Republicans have zeroed in on the school reopening debate, framing it as a dire academic and mental health issue for both children and parents. And while the Covid relief package includes $128 billion for schools to deal with the virus, Republicans note that most of the money won’t be spent until 2022 or later, according to the nonpartisan Congressional Budget Office, while pots of money from previous bills remain unspent.

“That really has to be fine-tuned,” said Rep.
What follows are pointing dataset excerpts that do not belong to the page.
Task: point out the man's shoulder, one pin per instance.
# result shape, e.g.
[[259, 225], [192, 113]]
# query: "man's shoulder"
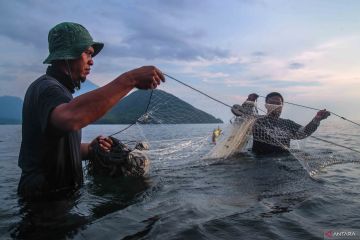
[[43, 83]]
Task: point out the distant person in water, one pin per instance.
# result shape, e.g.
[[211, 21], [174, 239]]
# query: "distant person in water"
[[272, 134], [216, 133], [51, 149]]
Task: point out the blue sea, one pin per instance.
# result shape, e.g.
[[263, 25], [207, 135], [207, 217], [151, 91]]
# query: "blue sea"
[[187, 197]]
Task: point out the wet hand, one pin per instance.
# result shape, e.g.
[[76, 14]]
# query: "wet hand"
[[105, 143], [252, 97], [322, 114], [147, 77]]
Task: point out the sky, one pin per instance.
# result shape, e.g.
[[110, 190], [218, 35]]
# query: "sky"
[[307, 50]]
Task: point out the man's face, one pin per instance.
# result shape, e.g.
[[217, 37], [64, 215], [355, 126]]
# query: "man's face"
[[274, 106], [81, 66]]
Brad Wenstrup (R-Ohio), co-chair of the GOP Doctors Caucus. “If we’re spending this kind of money, what is it actually going for, right now, to reopen schools?”

The White House, meanwhile, has sent mixed messages about whether vaccinations for teachers are necessary to safely resume in-person learning, though Biden’s press secretary Jen Psaki reiterated this week that it is not a “prerequisite.” And Republicans have also accused Biden of moving the goalposts after he clarified he wants most, not all, K-8 schools to reopen within his first 100 days in office.

Freshman GOP Rep. Ashley Hinson — a mother of two who represents a key swing district in Iowa — has been front and center on the issue. During Monday’s House Budget Committee markup, she tried to attach language to the relief bill to ensure schools have a reopening plan before they receive additional funding, but it was rejected.

“I don’t like that I have to vote against this bill,” Hinson said. But, she added: “It’s very clear Democrats didn’t want to come to the table on any of the issues. … Americans need to know what’s going on here.”